What would Lincoln do?
A lot of people are asking that question these days, including the panel on Meet the Press this morning. The question has some powerful political potential for our country at this moment in history.
The immediate credit for the question goes, of course, to “Lincoln” the new Steven Spielburg movie based on the Doris Kearns Goodwin book Team of Rivals: The Political Genius of Abraham Lincoln. Incredibly, the movie lives up to the overwhelming demands of its audaciously simple title.
Think about it: How many American faces captured in photographs have become truly universal–revered by nearly all of us– as sacred American cultural icons? And isn’t Lincoln’s face the most sacred of them all? Haven’t we all looked upon that face, careworn by the deepest sadness and creased with unimaginable burdens, and secretly longed to see him miraculously speak and move so that we could know with our physical senses as well as with our hearts and minds that such a person actually lived?

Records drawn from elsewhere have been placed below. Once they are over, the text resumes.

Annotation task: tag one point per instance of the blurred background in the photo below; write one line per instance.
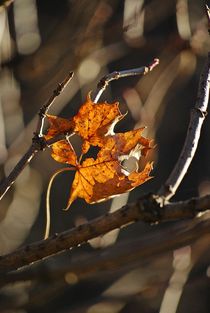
(40, 42)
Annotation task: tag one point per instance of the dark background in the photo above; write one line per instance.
(40, 42)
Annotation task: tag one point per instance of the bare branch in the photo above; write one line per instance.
(123, 256)
(104, 82)
(38, 141)
(146, 209)
(46, 106)
(193, 134)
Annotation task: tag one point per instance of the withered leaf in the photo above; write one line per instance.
(104, 177)
(95, 120)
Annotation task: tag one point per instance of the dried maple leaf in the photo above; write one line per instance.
(104, 177)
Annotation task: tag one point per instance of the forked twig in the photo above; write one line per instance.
(104, 82)
(38, 141)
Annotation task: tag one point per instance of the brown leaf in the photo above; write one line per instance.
(63, 152)
(104, 177)
(100, 179)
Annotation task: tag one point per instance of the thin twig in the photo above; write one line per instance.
(8, 182)
(146, 209)
(104, 82)
(193, 134)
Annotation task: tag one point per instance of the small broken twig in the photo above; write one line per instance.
(193, 134)
(104, 82)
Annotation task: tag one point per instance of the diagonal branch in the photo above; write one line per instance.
(123, 256)
(146, 209)
(198, 115)
(38, 141)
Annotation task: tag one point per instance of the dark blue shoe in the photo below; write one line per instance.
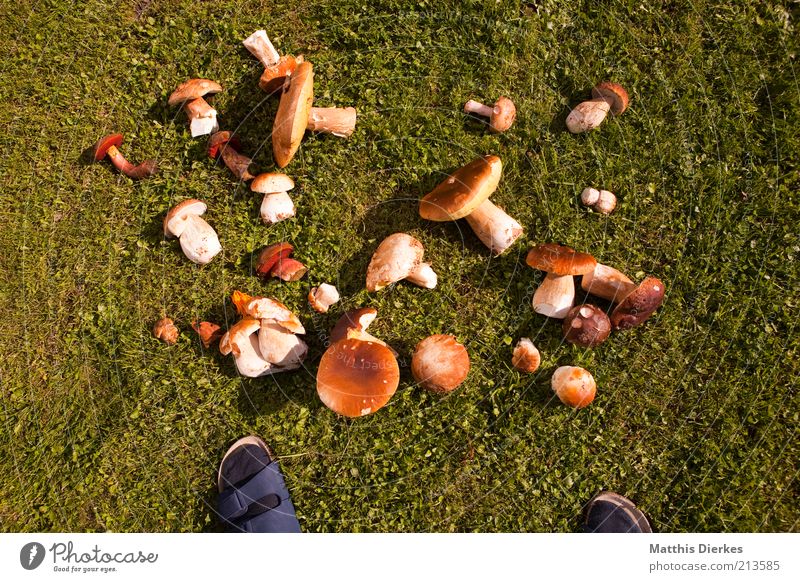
(609, 512)
(253, 496)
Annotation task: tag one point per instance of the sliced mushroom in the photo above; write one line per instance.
(199, 241)
(398, 257)
(440, 363)
(465, 194)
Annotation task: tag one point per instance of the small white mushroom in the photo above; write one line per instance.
(261, 47)
(322, 297)
(199, 241)
(399, 257)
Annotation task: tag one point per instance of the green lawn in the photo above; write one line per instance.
(104, 428)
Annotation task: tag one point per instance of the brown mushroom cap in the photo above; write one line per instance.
(639, 304)
(463, 191)
(193, 89)
(393, 260)
(574, 386)
(270, 182)
(504, 113)
(614, 94)
(560, 260)
(291, 119)
(440, 363)
(356, 377)
(102, 146)
(180, 211)
(586, 325)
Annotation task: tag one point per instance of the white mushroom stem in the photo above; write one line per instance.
(280, 347)
(261, 47)
(199, 241)
(339, 121)
(555, 296)
(424, 276)
(276, 207)
(496, 229)
(202, 117)
(472, 106)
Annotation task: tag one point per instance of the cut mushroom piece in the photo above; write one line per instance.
(590, 114)
(321, 298)
(357, 377)
(586, 325)
(399, 257)
(440, 363)
(556, 295)
(526, 357)
(202, 117)
(574, 386)
(639, 304)
(276, 205)
(242, 341)
(199, 241)
(466, 193)
(501, 115)
(225, 144)
(261, 47)
(280, 347)
(108, 147)
(602, 201)
(295, 112)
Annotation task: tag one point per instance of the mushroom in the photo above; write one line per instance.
(574, 386)
(209, 332)
(526, 357)
(501, 115)
(165, 330)
(354, 324)
(607, 282)
(108, 147)
(639, 304)
(274, 261)
(199, 241)
(225, 144)
(322, 297)
(465, 194)
(602, 201)
(590, 114)
(556, 295)
(586, 325)
(440, 363)
(242, 341)
(399, 257)
(273, 77)
(276, 205)
(261, 47)
(202, 117)
(295, 115)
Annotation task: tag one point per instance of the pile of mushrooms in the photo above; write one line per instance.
(265, 340)
(358, 373)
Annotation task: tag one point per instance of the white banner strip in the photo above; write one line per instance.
(379, 557)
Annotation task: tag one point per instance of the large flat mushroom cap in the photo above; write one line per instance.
(357, 377)
(291, 119)
(193, 89)
(178, 214)
(560, 260)
(102, 146)
(270, 182)
(440, 363)
(393, 260)
(463, 191)
(639, 304)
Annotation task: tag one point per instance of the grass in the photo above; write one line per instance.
(103, 428)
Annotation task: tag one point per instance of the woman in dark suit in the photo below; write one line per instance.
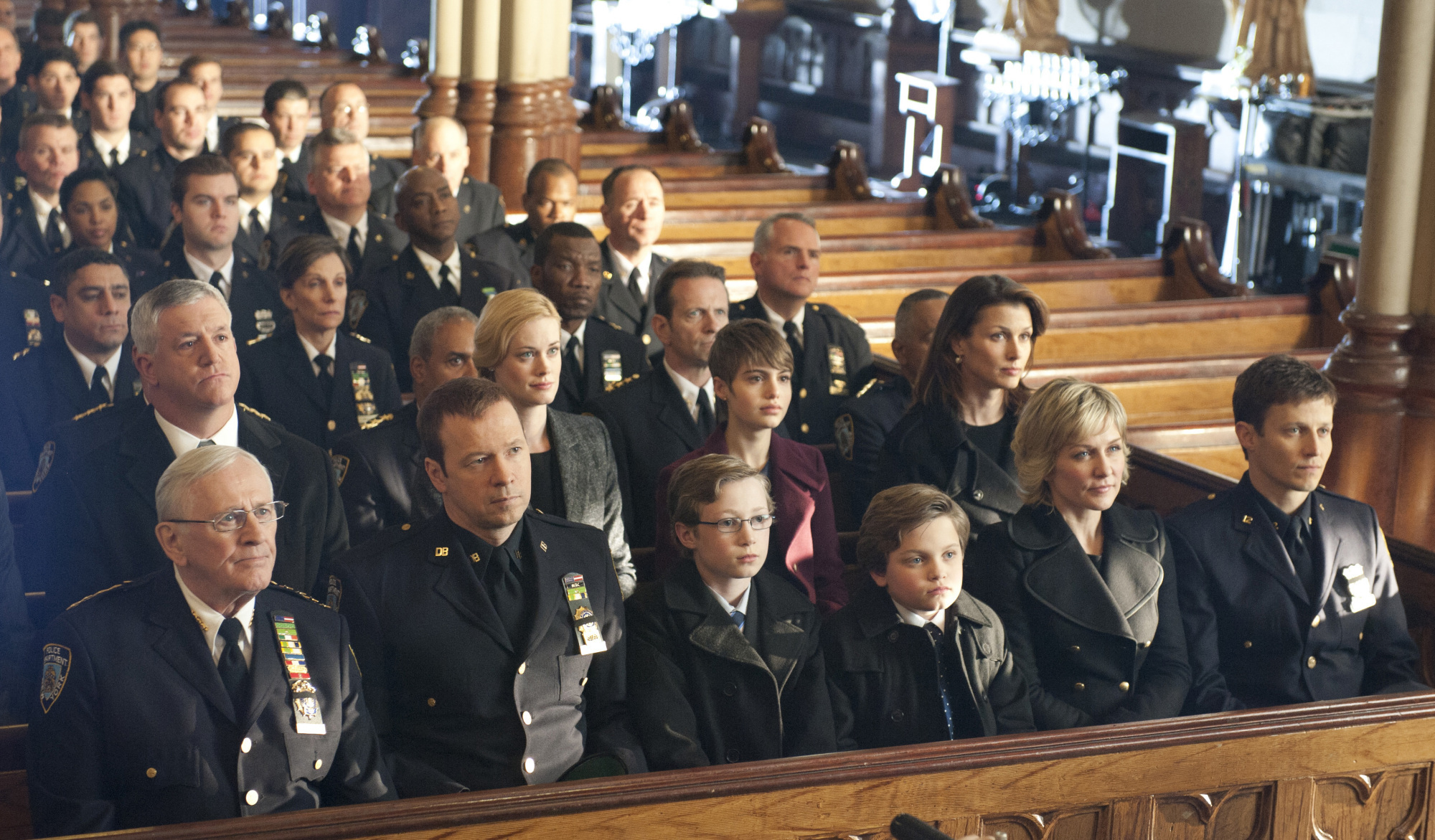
(575, 473)
(316, 380)
(958, 433)
(1084, 585)
(753, 374)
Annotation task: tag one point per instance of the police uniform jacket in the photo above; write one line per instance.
(609, 357)
(1253, 634)
(279, 380)
(618, 304)
(1097, 647)
(803, 544)
(862, 428)
(41, 389)
(457, 704)
(705, 692)
(94, 516)
(885, 673)
(253, 293)
(836, 359)
(134, 727)
(381, 476)
(388, 304)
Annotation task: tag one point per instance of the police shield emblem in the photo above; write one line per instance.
(57, 670)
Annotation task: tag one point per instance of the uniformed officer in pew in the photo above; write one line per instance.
(202, 690)
(829, 349)
(381, 466)
(1288, 591)
(493, 637)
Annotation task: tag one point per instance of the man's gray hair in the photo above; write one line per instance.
(144, 317)
(180, 478)
(764, 235)
(421, 344)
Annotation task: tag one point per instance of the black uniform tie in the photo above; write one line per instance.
(235, 673)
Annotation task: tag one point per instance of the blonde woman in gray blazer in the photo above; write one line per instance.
(575, 475)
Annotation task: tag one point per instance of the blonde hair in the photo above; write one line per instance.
(1058, 415)
(503, 317)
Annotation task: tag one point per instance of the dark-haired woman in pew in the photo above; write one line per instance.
(958, 433)
(1084, 585)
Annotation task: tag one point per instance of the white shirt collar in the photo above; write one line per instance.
(690, 390)
(433, 265)
(210, 621)
(183, 442)
(88, 367)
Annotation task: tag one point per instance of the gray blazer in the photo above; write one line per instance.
(591, 485)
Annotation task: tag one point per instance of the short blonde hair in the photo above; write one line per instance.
(898, 512)
(503, 317)
(1058, 415)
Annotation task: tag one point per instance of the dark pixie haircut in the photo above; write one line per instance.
(138, 26)
(200, 165)
(98, 70)
(679, 271)
(619, 171)
(747, 343)
(568, 230)
(283, 89)
(72, 263)
(546, 166)
(1275, 382)
(302, 253)
(463, 397)
(941, 379)
(85, 175)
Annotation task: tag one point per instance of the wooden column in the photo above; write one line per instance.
(479, 72)
(1370, 366)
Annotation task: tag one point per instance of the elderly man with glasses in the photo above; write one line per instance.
(203, 690)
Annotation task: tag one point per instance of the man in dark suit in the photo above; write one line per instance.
(433, 271)
(829, 349)
(381, 466)
(262, 677)
(598, 356)
(550, 197)
(491, 638)
(90, 367)
(206, 204)
(634, 211)
(1288, 591)
(35, 232)
(659, 417)
(93, 518)
(146, 178)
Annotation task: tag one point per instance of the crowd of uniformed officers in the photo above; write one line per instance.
(347, 491)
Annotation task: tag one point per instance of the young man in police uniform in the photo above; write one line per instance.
(491, 638)
(1288, 591)
(596, 354)
(260, 680)
(829, 349)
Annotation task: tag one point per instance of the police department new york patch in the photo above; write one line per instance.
(57, 670)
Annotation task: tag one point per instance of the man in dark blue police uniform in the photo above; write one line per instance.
(491, 638)
(1288, 591)
(830, 350)
(200, 692)
(866, 419)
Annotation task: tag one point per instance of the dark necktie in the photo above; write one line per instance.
(235, 673)
(705, 415)
(54, 238)
(98, 393)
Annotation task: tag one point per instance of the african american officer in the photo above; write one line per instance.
(200, 692)
(491, 637)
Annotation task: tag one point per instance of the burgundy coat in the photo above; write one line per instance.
(806, 532)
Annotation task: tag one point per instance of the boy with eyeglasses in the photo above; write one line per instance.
(724, 659)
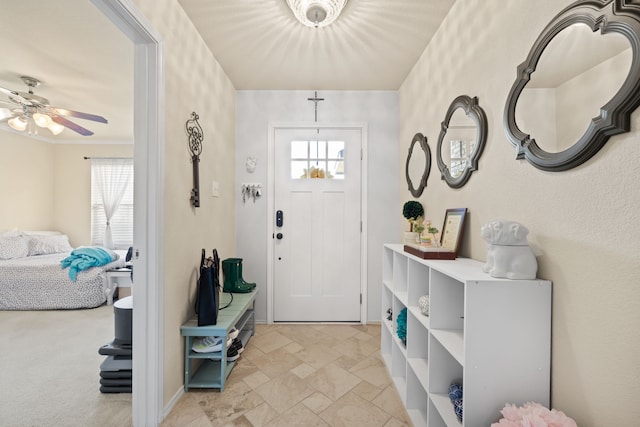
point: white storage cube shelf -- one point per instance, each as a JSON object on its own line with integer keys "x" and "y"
{"x": 491, "y": 335}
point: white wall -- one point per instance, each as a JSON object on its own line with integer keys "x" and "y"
{"x": 26, "y": 187}
{"x": 255, "y": 109}
{"x": 194, "y": 81}
{"x": 583, "y": 222}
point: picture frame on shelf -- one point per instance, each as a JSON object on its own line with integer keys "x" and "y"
{"x": 450, "y": 238}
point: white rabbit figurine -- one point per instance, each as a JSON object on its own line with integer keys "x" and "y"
{"x": 508, "y": 252}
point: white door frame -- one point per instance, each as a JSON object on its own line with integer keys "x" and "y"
{"x": 148, "y": 327}
{"x": 270, "y": 205}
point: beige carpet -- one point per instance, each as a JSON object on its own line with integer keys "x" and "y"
{"x": 50, "y": 370}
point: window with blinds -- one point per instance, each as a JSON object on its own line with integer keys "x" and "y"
{"x": 122, "y": 220}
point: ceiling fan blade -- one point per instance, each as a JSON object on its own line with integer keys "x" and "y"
{"x": 78, "y": 114}
{"x": 9, "y": 92}
{"x": 73, "y": 126}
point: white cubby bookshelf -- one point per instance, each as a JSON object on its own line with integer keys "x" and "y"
{"x": 491, "y": 335}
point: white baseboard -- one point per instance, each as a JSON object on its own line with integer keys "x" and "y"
{"x": 172, "y": 403}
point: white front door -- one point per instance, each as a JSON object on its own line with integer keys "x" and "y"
{"x": 317, "y": 200}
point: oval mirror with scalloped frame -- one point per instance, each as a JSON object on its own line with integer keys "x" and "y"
{"x": 463, "y": 135}
{"x": 578, "y": 86}
{"x": 418, "y": 165}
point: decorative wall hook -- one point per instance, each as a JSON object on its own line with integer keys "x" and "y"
{"x": 251, "y": 191}
{"x": 195, "y": 134}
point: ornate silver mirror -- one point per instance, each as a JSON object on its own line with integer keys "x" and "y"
{"x": 578, "y": 86}
{"x": 418, "y": 165}
{"x": 463, "y": 135}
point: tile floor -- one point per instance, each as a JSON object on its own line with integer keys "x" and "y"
{"x": 300, "y": 375}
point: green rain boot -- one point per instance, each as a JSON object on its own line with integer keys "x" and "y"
{"x": 233, "y": 281}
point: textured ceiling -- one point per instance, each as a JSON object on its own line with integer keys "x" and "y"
{"x": 372, "y": 46}
{"x": 86, "y": 64}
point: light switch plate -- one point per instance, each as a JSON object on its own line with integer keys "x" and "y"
{"x": 215, "y": 189}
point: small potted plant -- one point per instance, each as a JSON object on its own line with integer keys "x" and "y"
{"x": 411, "y": 211}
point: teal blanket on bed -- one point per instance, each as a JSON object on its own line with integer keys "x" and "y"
{"x": 86, "y": 257}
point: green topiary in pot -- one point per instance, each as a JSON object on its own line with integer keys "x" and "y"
{"x": 412, "y": 210}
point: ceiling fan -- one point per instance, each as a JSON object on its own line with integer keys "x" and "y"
{"x": 31, "y": 111}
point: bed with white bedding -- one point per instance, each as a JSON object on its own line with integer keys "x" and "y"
{"x": 36, "y": 281}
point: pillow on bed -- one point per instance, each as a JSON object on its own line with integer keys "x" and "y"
{"x": 10, "y": 233}
{"x": 40, "y": 233}
{"x": 45, "y": 245}
{"x": 13, "y": 247}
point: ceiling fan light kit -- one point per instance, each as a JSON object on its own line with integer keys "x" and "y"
{"x": 316, "y": 13}
{"x": 32, "y": 111}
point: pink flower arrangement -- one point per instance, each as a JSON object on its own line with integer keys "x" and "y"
{"x": 533, "y": 415}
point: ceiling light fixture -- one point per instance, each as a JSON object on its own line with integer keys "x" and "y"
{"x": 316, "y": 13}
{"x": 29, "y": 121}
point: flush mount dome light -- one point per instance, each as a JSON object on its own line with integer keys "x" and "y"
{"x": 316, "y": 13}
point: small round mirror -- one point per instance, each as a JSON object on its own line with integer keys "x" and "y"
{"x": 418, "y": 165}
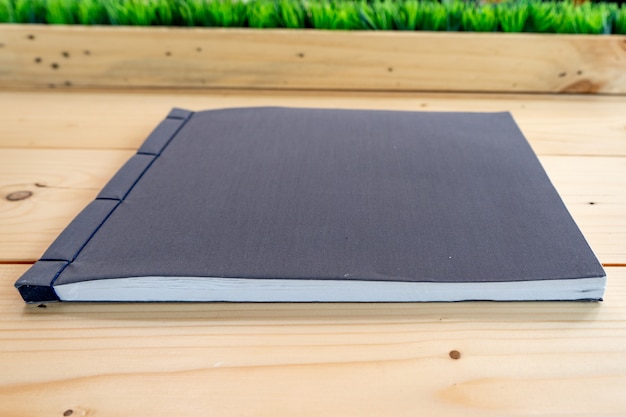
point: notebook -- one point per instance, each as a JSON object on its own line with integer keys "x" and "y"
{"x": 318, "y": 205}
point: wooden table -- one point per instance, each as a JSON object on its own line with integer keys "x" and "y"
{"x": 469, "y": 359}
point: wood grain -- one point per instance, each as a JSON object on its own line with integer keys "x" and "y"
{"x": 62, "y": 183}
{"x": 555, "y": 125}
{"x": 516, "y": 359}
{"x": 74, "y": 56}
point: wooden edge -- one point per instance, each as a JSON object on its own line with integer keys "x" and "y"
{"x": 101, "y": 57}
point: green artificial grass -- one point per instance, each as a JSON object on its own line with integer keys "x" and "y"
{"x": 445, "y": 15}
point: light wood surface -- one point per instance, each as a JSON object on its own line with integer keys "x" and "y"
{"x": 516, "y": 359}
{"x": 74, "y": 56}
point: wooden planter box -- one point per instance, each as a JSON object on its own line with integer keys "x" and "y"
{"x": 121, "y": 57}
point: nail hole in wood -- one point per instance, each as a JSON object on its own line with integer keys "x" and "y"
{"x": 19, "y": 195}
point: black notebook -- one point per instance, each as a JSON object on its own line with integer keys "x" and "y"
{"x": 311, "y": 205}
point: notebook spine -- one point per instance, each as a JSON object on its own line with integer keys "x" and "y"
{"x": 37, "y": 284}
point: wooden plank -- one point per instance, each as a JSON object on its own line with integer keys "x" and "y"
{"x": 516, "y": 359}
{"x": 555, "y": 125}
{"x": 69, "y": 179}
{"x": 75, "y": 56}
{"x": 62, "y": 183}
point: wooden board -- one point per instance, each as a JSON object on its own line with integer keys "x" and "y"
{"x": 75, "y": 56}
{"x": 516, "y": 359}
{"x": 555, "y": 125}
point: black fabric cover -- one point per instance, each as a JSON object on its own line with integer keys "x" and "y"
{"x": 327, "y": 194}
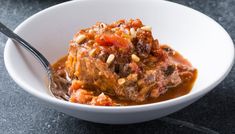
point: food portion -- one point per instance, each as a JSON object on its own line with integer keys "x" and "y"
{"x": 122, "y": 64}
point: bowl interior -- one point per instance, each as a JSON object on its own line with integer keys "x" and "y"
{"x": 198, "y": 38}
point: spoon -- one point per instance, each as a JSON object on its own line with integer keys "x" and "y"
{"x": 57, "y": 84}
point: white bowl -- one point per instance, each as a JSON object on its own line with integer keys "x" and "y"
{"x": 200, "y": 39}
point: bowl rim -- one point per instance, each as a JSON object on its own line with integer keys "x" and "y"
{"x": 144, "y": 107}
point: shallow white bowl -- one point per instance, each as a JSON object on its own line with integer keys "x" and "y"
{"x": 204, "y": 42}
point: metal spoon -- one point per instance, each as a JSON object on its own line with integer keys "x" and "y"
{"x": 57, "y": 85}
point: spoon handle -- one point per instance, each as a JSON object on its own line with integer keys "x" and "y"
{"x": 9, "y": 33}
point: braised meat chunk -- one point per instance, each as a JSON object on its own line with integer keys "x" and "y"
{"x": 122, "y": 61}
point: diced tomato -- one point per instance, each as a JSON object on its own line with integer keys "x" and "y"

Somehow, Daniel Day-Lewis‘ and Spielberg deliver the miracle. We see a man with a real body lie down on the floor next to his sleeping young son, curl himself into a chair, plod awkwardly down a long corridor and we understand that he was one of us. We see a face, many times in closeup, and though it is not as grotesquely etched with pain and fatigue as the photographs, we feel as if he is there, returning our gaze. We hear the thin, strained music of a voice telling jokes and stories, using curse words, making speeches and delivering passionate commands and we feel as if we are hearing the spirit of the man –a spirit we knew until now only in printed words or text read aloud by someone else– at last expressed in the audible words of a very real and particular human being.
I’ll leave to others the task of critiquing the movie. It is a Spielberg film so there is plenty of smoke, dramatic back lighting, romantic affirmation of good and evil and a strong narrative through-line. And since it tries to deal with the uncapturable complexity of real history, it distorts time, places, events and characters, perhaps to a degree that justifiably offends those with a scholar’s grasp of the history around its central event: the passing of the 13th Amendment.
But if you are at all like me, even more than the power of Day-Lewis’ performance and despite any of its weaknesses, this movie keeps bringing you back to today, to the public life and politics of our own embattled 2nd term President, to our own profoundly dysfunctional Congress. And it asks: What would Lincoln do?
The immediate political form of the question might be: What would Lincoln do about the “Fiscal Cliff?” But just behind that loom the myriad other questions that divide us as a nation or keep us up worrying late at night: What would he do about the national debt? About entitlement reform? Tax reform? How about the shrinking middle class, energy policy, global warming? Policy toward Iran, Israel and Palestine, Afghanistan, China?
We all know that finding a workable way forward on each of these individual questions will require immense effort, mind-numbingly complex research and discovery and horrifically difficult negotiations between competing parties and interests. And I think the majority of Americans know that this work will demand virtues like persistence and discipline.
But Lincoln’s life, and Spielberg’s movie, tell us some other things we don’t seem to know–or don’t want to face– about what Lincoln might do if he were President today and what we need to be prepared to do if we are to meet the challenges of our times.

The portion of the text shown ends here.